What is the debt to GDP ratio? How does it help?Countries around the world depend heavily on sovereign debt to finance their economy and government. This borrowing or debt is generally used for funding projects and help the country modernise. It thereby helps the country grow faster than what it otherwise would have. But too much debt can lead to numerous problems. The debt to GDP ratio is an indicator to help investors determine the health of a country's economy and help assess if it has too much debt.
Is India's debt to GDP ratio worrisome?Economic growth is a big factor is understanding whether a country's debt is a matter of worry or not. For economies that are growing rapidly, a higher debt to GDP ratio is acceptable. This is because its future earnings will be able to pay off the debt much more easily than a country with a slow growth rate. India on date is the world's fastest growing major economy. This coupled with multiple steps being taken by New Delhi to steadily decrease the debt to GDP ratio is a very good sign for an economy that is growing rapidly and steadily. Another factor that determines the health of an economy and its debt to GDP ration is its demographic. The older the average age of the countries population, greater the cause of concern. For example, an ageing population like China's is a cause of concern. India on the other hand has the world's youngest population.

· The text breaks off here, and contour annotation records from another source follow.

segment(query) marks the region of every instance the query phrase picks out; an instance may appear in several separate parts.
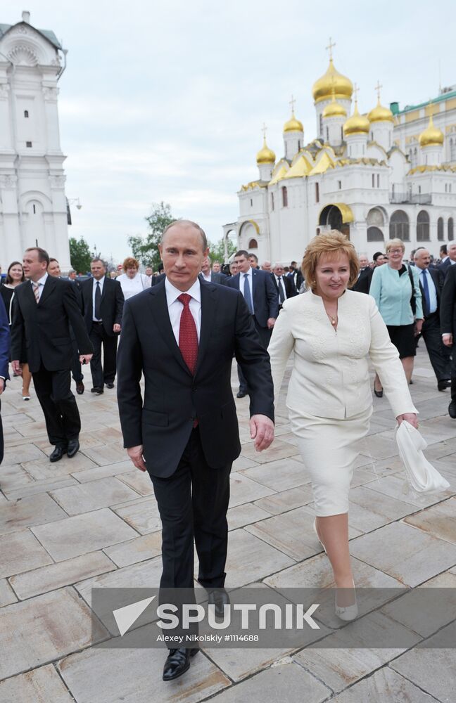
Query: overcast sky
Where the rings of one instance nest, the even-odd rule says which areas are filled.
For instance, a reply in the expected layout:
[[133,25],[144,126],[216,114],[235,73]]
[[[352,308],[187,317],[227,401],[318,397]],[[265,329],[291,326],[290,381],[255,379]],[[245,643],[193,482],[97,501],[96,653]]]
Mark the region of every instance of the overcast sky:
[[456,84],[452,0],[23,0],[0,22],[52,30],[68,50],[61,78],[66,192],[80,198],[70,236],[121,261],[145,234],[151,205],[198,221],[218,240],[236,192],[258,177],[261,127],[277,157],[290,96],[305,139],[315,134],[311,89],[334,64],[357,83],[360,110],[400,108]]

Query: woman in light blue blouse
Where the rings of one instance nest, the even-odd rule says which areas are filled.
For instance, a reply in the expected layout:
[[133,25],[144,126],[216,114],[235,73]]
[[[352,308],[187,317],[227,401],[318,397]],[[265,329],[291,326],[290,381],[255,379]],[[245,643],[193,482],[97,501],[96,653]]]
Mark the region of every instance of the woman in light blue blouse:
[[[402,240],[391,239],[388,242],[388,264],[374,269],[369,292],[375,298],[380,314],[388,328],[390,339],[399,352],[399,358],[410,383],[413,371],[413,359],[417,353],[415,337],[420,333],[423,324],[423,309],[419,273],[415,266],[403,264],[405,252],[405,247]],[[412,304],[414,311],[412,309]],[[383,389],[376,374],[374,392],[379,398],[383,395]]]

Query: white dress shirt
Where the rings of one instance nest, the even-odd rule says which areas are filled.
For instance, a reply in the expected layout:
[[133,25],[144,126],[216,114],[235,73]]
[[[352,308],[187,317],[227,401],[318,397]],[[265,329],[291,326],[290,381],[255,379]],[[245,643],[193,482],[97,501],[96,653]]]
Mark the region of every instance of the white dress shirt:
[[99,320],[98,318],[95,317],[95,291],[96,290],[97,283],[100,283],[100,295],[103,295],[103,286],[104,285],[104,276],[102,276],[99,281],[96,280],[96,278],[94,278],[94,288],[92,289],[92,320],[94,322],[100,322],[101,318]]
[[170,283],[167,278],[165,279],[165,290],[166,292],[166,302],[168,307],[168,314],[172,332],[176,338],[177,346],[179,346],[179,330],[180,328],[180,316],[184,309],[184,304],[177,298],[183,292],[188,293],[191,296],[191,300],[189,304],[190,312],[193,316],[196,325],[196,332],[198,333],[198,341],[199,342],[200,332],[201,330],[201,288],[199,279],[197,278],[191,288],[188,290],[179,290]]
[[32,281],[32,290],[33,291],[34,295],[34,289],[37,287],[37,283],[38,283],[38,302],[39,302],[39,299],[42,297],[42,293],[43,292],[43,288],[44,288],[44,283],[47,280],[48,276],[49,274],[48,272],[46,271],[44,276],[42,276],[41,278],[38,279],[38,280],[35,280],[34,282]]

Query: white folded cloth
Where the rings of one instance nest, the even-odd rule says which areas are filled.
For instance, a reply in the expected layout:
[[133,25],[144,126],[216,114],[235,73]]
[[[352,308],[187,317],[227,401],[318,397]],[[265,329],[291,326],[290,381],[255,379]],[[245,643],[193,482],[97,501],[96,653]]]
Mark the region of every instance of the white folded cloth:
[[423,454],[427,446],[424,438],[410,423],[404,420],[396,428],[399,456],[405,468],[409,485],[418,494],[438,493],[450,487]]

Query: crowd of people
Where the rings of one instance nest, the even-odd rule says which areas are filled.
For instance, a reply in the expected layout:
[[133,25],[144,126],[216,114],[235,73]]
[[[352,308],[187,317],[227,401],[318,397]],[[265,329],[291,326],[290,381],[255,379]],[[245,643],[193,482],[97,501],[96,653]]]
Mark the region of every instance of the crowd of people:
[[[456,418],[456,244],[436,262],[424,247],[407,263],[405,253],[393,239],[371,262],[331,231],[310,242],[300,266],[260,265],[244,250],[225,265],[210,262],[201,227],[179,220],[163,233],[163,271],[143,273],[130,257],[111,275],[95,258],[80,280],[75,271],[63,278],[56,259],[29,248],[0,286],[0,394],[10,361],[24,401],[32,378],[56,462],[80,449],[71,375],[82,394],[89,363],[97,396],[117,375],[124,446],[148,472],[162,521],[160,588],[193,588],[194,541],[198,581],[221,617],[229,602],[229,474],[241,451],[233,359],[237,397],[249,396],[251,437],[262,451],[274,439],[274,398],[292,359],[286,406],[311,477],[315,530],[332,567],[336,613],[353,619],[348,491],[372,413],[369,359],[376,396],[384,391],[398,423],[417,427],[409,389],[422,339]],[[170,648],[164,680],[184,673],[196,652]]]

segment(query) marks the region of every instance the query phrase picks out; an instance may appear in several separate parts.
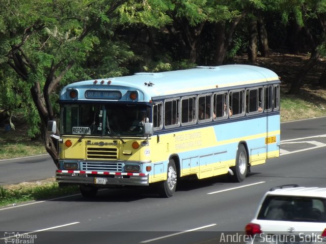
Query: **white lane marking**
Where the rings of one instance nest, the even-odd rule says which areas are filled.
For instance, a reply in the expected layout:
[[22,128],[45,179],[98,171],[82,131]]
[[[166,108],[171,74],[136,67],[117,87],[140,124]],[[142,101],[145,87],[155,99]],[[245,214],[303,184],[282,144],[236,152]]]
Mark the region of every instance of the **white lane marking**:
[[287,151],[286,150],[284,150],[283,149],[280,148],[280,156],[288,154],[290,152],[291,152],[290,151]]
[[308,136],[306,137],[301,137],[300,138],[294,138],[294,139],[290,139],[288,140],[284,140],[283,141],[281,141],[281,144],[284,145],[285,144],[298,144],[298,143],[309,143],[314,145],[315,146],[313,146],[312,147],[309,147],[308,148],[301,149],[300,150],[296,150],[295,151],[287,151],[285,150],[283,150],[282,149],[280,149],[280,155],[285,155],[287,154],[294,154],[296,152],[300,152],[301,151],[307,151],[308,150],[312,150],[313,149],[318,148],[319,147],[323,147],[326,146],[325,143],[323,143],[322,142],[319,142],[318,141],[295,141],[298,140],[304,140],[305,139],[310,139],[310,138],[318,138],[321,137],[326,137],[326,134],[323,135],[319,135],[318,136]]
[[266,181],[257,182],[256,183],[253,183],[252,184],[249,184],[249,185],[244,185],[244,186],[241,186],[241,187],[234,187],[233,188],[229,188],[228,189],[225,189],[225,190],[221,190],[221,191],[218,191],[217,192],[210,192],[209,193],[207,193],[207,195],[214,194],[215,193],[220,193],[220,192],[226,192],[227,191],[231,191],[231,190],[238,189],[239,188],[242,188],[243,187],[250,187],[251,186],[254,186],[255,185],[261,184],[262,183],[265,183],[265,182]]
[[[79,223],[80,222],[70,223],[69,224],[66,224],[65,225],[58,225],[58,226],[53,226],[53,227],[47,228],[46,229],[42,229],[41,230],[35,230],[34,231],[31,231],[30,232],[23,233],[20,234],[20,235],[29,235],[30,234],[33,234],[33,233],[40,232],[41,231],[45,231],[46,230],[52,230],[53,229],[57,229],[58,228],[64,227],[65,226],[68,226],[68,225],[75,225],[76,224],[79,224]],[[15,235],[13,235],[12,236],[6,236],[5,238],[2,238],[0,239],[0,240],[4,240],[5,239],[7,239],[8,238],[14,238],[14,237],[15,237]]]
[[322,118],[325,117],[326,117],[326,116],[322,116],[321,117],[313,117],[312,118],[303,118],[302,119],[298,119],[297,120],[285,121],[284,122],[281,122],[281,124],[290,123],[291,122],[296,122],[297,121],[308,120],[309,119],[315,119],[316,118]]
[[324,146],[326,146],[326,144],[323,145],[322,146],[314,146],[313,147],[310,147],[309,148],[301,149],[300,150],[296,150],[296,151],[287,151],[287,152],[283,154],[282,155],[283,156],[287,154],[295,154],[295,152],[300,152],[300,151],[307,151],[308,150],[312,150],[313,149],[319,148],[319,147],[323,147]]
[[[36,157],[45,156],[46,155],[49,155],[48,154],[40,154],[39,155],[34,155],[33,156],[21,157],[20,158],[13,158],[13,159],[0,159],[0,162],[1,162],[1,161],[8,161],[9,160],[14,160],[15,159],[28,159],[29,158],[35,158]],[[51,158],[50,158],[49,159],[51,159]]]
[[289,139],[288,140],[284,140],[283,141],[281,141],[281,144],[282,144],[283,142],[285,142],[287,141],[296,141],[297,140],[303,140],[304,139],[308,139],[308,138],[317,138],[318,137],[326,137],[326,134],[323,135],[319,135],[318,136],[307,136],[306,137],[301,137],[300,138],[293,138],[293,139]]
[[170,235],[165,235],[164,236],[161,236],[160,237],[154,238],[153,239],[151,239],[150,240],[144,240],[143,241],[141,241],[140,243],[146,243],[146,242],[150,242],[151,241],[153,241],[154,240],[157,240],[161,239],[164,239],[165,238],[170,237],[171,236],[173,236],[174,235],[180,235],[180,234],[184,234],[185,233],[189,232],[191,231],[195,231],[196,230],[200,230],[201,229],[204,229],[205,228],[210,227],[211,226],[214,226],[216,225],[216,224],[211,224],[210,225],[205,225],[205,226],[202,226],[201,227],[196,228],[195,229],[192,229],[191,230],[185,230],[184,231],[181,231],[181,232],[175,233],[174,234],[171,234]]

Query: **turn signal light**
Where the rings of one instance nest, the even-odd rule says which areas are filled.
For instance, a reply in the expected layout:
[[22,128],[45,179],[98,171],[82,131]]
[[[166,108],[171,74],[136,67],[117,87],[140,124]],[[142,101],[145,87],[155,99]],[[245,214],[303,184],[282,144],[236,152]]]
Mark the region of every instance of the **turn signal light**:
[[127,172],[139,172],[141,171],[141,166],[136,165],[127,165],[125,166]]
[[139,143],[137,141],[134,141],[132,142],[132,146],[133,149],[138,149],[139,148]]
[[137,93],[131,93],[130,95],[129,96],[130,98],[130,99],[132,100],[134,100],[137,98]]
[[246,226],[246,234],[247,235],[252,236],[256,234],[260,234],[261,233],[260,226],[257,224],[250,223]]
[[72,145],[72,142],[70,140],[67,140],[65,142],[65,145],[66,145],[67,147],[70,147]]
[[76,98],[78,92],[76,90],[72,90],[69,93],[69,96],[71,98]]

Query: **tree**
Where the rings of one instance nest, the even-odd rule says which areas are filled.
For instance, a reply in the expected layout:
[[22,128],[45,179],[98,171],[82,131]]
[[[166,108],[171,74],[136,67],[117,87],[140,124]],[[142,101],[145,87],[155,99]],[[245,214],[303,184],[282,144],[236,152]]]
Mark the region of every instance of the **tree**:
[[[311,55],[309,60],[296,74],[295,81],[291,84],[289,92],[291,94],[299,93],[307,74],[318,61],[319,47],[326,41],[326,33],[322,17],[326,13],[326,1],[303,0],[300,4],[302,5],[293,6],[292,10],[295,13],[294,16],[297,16],[297,22],[302,23],[302,30],[308,40]],[[316,20],[318,21],[316,22]]]
[[111,18],[115,19],[115,11],[124,2],[0,0],[2,65],[6,62],[29,90],[45,148],[56,164],[56,141],[46,128],[55,119],[52,94],[58,85],[76,78],[78,65],[98,42],[96,32],[114,24]]

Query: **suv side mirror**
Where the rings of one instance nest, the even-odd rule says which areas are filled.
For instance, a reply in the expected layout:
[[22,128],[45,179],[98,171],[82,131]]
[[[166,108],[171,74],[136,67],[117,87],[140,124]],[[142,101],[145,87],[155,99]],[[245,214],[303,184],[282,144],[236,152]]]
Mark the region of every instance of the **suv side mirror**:
[[49,120],[47,122],[47,132],[50,134],[57,133],[57,122],[55,120]]
[[153,135],[154,134],[153,123],[145,123],[144,124],[144,134],[147,137]]

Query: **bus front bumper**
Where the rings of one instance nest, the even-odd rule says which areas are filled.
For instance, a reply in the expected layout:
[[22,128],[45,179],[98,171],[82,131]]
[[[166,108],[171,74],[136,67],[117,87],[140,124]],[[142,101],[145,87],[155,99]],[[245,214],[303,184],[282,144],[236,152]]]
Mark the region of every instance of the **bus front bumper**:
[[67,184],[91,184],[102,188],[110,185],[148,186],[149,175],[142,173],[58,170],[56,181]]

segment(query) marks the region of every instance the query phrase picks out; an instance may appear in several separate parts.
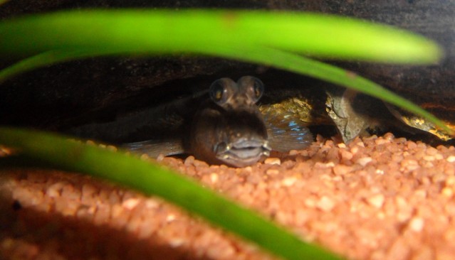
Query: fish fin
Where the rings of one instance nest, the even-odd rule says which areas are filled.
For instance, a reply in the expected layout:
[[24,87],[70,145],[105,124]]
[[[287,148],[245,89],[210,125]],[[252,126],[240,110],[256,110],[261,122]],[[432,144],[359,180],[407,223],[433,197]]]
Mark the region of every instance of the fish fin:
[[124,143],[121,148],[137,154],[147,154],[157,158],[160,154],[164,156],[184,153],[182,141],[175,140],[147,140],[135,143]]
[[310,129],[291,113],[277,112],[271,107],[261,113],[272,150],[286,153],[305,148],[313,143]]

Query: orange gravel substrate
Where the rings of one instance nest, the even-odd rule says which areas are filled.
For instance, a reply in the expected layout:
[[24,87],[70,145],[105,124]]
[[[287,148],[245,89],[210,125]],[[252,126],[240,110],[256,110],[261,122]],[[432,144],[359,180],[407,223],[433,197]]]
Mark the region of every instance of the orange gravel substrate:
[[[455,259],[455,148],[320,137],[244,168],[162,163],[358,259]],[[2,170],[1,259],[264,259],[254,246],[155,197],[75,174]]]

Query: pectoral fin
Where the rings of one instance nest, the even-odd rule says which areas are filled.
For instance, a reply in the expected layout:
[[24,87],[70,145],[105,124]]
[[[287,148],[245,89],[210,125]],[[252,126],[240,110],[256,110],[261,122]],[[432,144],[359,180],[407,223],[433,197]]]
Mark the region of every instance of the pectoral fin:
[[284,153],[303,149],[313,142],[313,135],[304,122],[291,113],[277,112],[272,107],[261,112],[272,150]]

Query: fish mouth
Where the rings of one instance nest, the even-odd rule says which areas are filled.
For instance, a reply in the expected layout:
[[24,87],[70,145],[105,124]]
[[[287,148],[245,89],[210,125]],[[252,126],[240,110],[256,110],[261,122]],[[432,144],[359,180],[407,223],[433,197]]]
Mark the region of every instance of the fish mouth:
[[240,139],[234,142],[221,142],[215,146],[216,158],[235,167],[245,167],[268,157],[271,148],[263,139]]

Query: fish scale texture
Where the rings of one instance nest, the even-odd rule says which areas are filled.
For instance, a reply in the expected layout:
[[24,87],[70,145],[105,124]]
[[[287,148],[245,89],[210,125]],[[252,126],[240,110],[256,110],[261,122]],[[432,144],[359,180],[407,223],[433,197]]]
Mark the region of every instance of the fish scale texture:
[[[455,259],[453,146],[318,136],[246,168],[159,160],[348,259]],[[60,171],[2,171],[1,259],[274,259],[154,197]]]

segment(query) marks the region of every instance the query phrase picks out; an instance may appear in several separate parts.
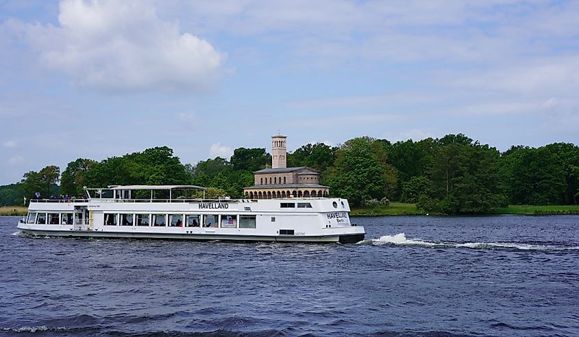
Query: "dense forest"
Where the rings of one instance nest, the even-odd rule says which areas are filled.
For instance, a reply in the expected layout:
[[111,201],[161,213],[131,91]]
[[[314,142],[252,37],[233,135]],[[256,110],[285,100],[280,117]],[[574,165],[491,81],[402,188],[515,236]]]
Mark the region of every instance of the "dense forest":
[[[463,134],[391,143],[368,137],[338,146],[306,144],[288,154],[288,166],[317,170],[333,196],[354,206],[380,200],[416,203],[443,214],[491,212],[508,204],[577,204],[579,147],[555,143],[538,148],[512,146],[501,153]],[[215,196],[242,197],[253,172],[271,165],[264,148],[240,148],[230,161],[217,157],[182,164],[167,147],[113,157],[78,159],[62,171],[47,166],[0,187],[0,204],[22,204],[23,197],[80,196],[83,186],[192,184]],[[60,186],[58,185],[60,183]]]

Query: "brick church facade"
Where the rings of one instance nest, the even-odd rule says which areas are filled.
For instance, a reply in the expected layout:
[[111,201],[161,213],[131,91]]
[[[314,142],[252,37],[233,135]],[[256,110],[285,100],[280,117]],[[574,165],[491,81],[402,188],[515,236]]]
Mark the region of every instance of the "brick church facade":
[[256,171],[254,186],[243,189],[245,198],[275,199],[327,197],[328,186],[319,185],[319,173],[302,166],[287,167],[287,137],[271,136],[271,168]]

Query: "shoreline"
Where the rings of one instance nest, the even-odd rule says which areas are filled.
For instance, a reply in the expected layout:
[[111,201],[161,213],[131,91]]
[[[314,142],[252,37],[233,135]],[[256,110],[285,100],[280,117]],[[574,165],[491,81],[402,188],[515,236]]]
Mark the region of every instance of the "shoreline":
[[[28,213],[28,208],[22,206],[0,206],[0,216],[22,217]],[[480,214],[458,215],[579,215],[579,205],[509,205],[508,207],[497,208],[494,212]],[[416,207],[415,204],[391,202],[390,206],[377,207],[352,208],[352,217],[380,216],[417,216],[417,215],[449,215],[445,214],[427,213]]]
[[509,205],[493,212],[478,214],[448,215],[427,213],[416,207],[416,204],[391,202],[387,206],[352,208],[352,217],[381,216],[490,216],[490,215],[579,215],[579,205]]

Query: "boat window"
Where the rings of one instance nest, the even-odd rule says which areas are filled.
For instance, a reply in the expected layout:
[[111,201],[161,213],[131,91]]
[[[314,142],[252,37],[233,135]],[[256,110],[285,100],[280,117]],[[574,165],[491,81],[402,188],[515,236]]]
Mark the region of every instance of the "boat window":
[[60,224],[62,225],[72,225],[73,224],[73,216],[74,214],[73,213],[62,213],[61,215],[62,216],[62,219],[60,220]]
[[117,219],[116,214],[106,213],[104,216],[105,226],[116,226]]
[[148,214],[137,214],[137,226],[149,226],[151,224],[149,217]]
[[236,228],[237,215],[221,215],[222,228]]
[[45,225],[46,224],[46,213],[38,213],[36,217],[36,224]]
[[122,226],[133,226],[133,215],[132,214],[121,214],[121,224]]
[[169,214],[169,217],[171,227],[183,227],[182,214]]
[[203,226],[204,227],[217,227],[216,224],[219,224],[219,215],[208,214],[203,217]]
[[153,226],[157,227],[163,227],[165,226],[165,214],[153,214]]
[[198,214],[187,215],[187,227],[199,227],[200,224],[201,219]]
[[51,225],[58,225],[58,213],[48,213],[48,223]]
[[256,228],[256,216],[255,215],[240,215],[239,216],[239,228]]

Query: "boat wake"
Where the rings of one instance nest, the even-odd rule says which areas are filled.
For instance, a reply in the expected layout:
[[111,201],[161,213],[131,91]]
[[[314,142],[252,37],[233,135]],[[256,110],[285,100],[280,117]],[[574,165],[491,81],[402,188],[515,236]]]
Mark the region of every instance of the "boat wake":
[[396,235],[384,235],[380,239],[365,240],[358,245],[422,247],[426,248],[469,248],[472,250],[516,250],[539,251],[579,250],[579,246],[565,246],[560,245],[537,245],[534,243],[514,242],[452,242],[425,241],[420,239],[407,239],[404,233]]

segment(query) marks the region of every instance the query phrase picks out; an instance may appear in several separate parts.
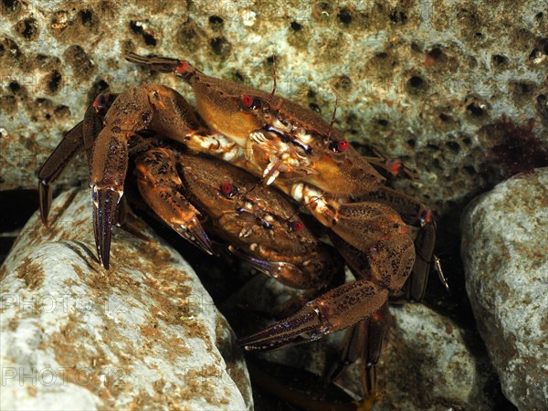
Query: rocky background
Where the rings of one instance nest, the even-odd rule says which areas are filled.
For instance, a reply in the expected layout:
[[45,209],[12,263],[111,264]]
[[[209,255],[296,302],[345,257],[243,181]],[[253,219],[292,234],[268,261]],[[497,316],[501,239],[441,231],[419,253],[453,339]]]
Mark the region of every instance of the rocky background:
[[[545,1],[2,0],[0,11],[0,256],[37,206],[40,164],[98,93],[162,82],[192,100],[124,51],[267,90],[275,55],[279,94],[326,120],[338,96],[335,126],[353,144],[416,171],[394,184],[435,211],[452,289],[432,280],[427,302],[474,335],[460,215],[497,183],[548,165]],[[79,159],[58,190],[82,182]]]

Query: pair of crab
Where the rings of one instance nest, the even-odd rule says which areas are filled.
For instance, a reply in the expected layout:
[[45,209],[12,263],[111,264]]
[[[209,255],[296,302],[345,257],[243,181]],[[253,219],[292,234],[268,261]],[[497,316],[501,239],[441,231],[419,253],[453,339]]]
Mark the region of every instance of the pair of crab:
[[[99,96],[39,172],[44,222],[49,184],[84,150],[105,269],[112,227],[124,223],[124,184],[132,178],[142,201],[186,240],[212,254],[211,233],[257,269],[310,290],[312,299],[297,313],[240,339],[247,350],[279,348],[353,327],[331,377],[360,356],[368,367],[374,364],[389,295],[400,292],[410,274],[409,296],[424,294],[435,242],[430,211],[385,185],[377,169],[394,171],[391,165],[362,156],[332,121],[274,90],[209,77],[179,59],[126,58],[189,83],[197,112],[161,85]],[[130,166],[132,176],[126,175]],[[356,281],[336,283],[340,258],[287,196],[329,228]]]

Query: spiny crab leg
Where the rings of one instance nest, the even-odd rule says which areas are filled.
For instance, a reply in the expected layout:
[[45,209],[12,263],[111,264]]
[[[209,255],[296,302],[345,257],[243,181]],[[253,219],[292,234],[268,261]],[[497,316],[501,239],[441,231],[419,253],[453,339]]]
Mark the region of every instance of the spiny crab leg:
[[436,243],[436,223],[432,218],[432,212],[415,198],[385,186],[379,186],[355,200],[374,201],[389,206],[401,216],[405,223],[420,227],[415,238],[417,258],[407,290],[409,300],[420,301],[427,289]]
[[200,213],[180,193],[184,184],[174,153],[153,149],[140,155],[135,165],[139,191],[147,205],[181,237],[213,255],[211,241],[197,218]]
[[301,183],[282,188],[318,221],[362,251],[379,240],[408,236],[406,225],[388,206],[376,202],[341,204],[340,199]]
[[413,241],[408,236],[380,241],[370,248],[367,257],[372,271],[368,279],[337,287],[308,302],[296,314],[240,339],[238,343],[248,351],[272,350],[317,340],[371,316],[385,303],[389,291],[404,285],[415,260]]

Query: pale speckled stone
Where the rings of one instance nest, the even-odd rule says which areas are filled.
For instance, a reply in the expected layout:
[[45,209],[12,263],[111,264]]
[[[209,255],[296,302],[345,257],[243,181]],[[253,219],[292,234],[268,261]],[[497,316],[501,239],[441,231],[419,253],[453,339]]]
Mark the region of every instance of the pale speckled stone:
[[[282,304],[288,291],[272,279],[258,276],[233,301],[248,310]],[[382,398],[375,411],[493,409],[496,375],[478,337],[423,304],[390,307],[383,353],[377,365]],[[261,325],[252,324],[254,331]],[[261,353],[268,361],[321,375],[328,355],[340,352],[344,333],[335,332],[309,344]],[[356,400],[363,397],[360,366],[352,366],[338,381]]]
[[548,169],[477,198],[462,220],[467,291],[505,395],[548,404]]
[[[87,190],[35,215],[0,269],[2,409],[252,408],[234,333],[155,234],[95,258]],[[224,355],[224,356],[223,356]]]

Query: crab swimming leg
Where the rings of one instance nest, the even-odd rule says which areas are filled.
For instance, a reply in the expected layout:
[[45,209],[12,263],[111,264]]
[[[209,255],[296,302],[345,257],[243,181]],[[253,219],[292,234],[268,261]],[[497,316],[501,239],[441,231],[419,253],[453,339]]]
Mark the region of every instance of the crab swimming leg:
[[198,221],[200,213],[181,194],[184,186],[174,153],[164,148],[147,151],[135,160],[135,175],[145,203],[177,234],[208,254],[211,241]]
[[246,350],[272,350],[313,341],[351,327],[383,308],[388,293],[401,289],[413,262],[415,249],[407,235],[382,240],[365,252],[370,276],[337,287],[309,301],[296,314],[238,343]]
[[[433,259],[436,243],[436,223],[432,212],[422,203],[386,186],[379,186],[366,195],[360,195],[357,201],[374,201],[389,206],[395,210],[406,224],[420,227],[415,238],[416,259],[409,279],[407,298],[420,301],[427,289],[430,263]],[[445,279],[442,279],[445,282]]]
[[[356,279],[370,278],[371,270],[365,253],[343,241],[335,234],[330,235],[330,238]],[[364,393],[369,395],[374,390],[376,380],[374,366],[381,354],[387,318],[388,301],[386,300],[373,315],[362,320],[346,332],[341,356],[325,375],[328,382],[337,380],[352,364],[360,358]]]

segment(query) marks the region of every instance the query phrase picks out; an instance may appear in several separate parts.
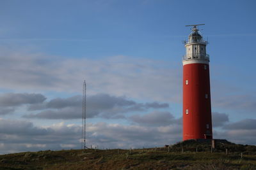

RBI Report - June 2017According to a release by the RBI in June last year, at the end of March 2017, India's external debt witnessed a decline of 2.7 per cent over its level at end-March 2016. The decline in the magnitude of external debt was partly due to valuation loss resulting from the depreciation of the US dollar with respect to the Indian rupee. The external debt to GDP ratio stood at 20.2 per cent at the end of March 2017, lower than its level of 23.5 per cent at the end of March 2016.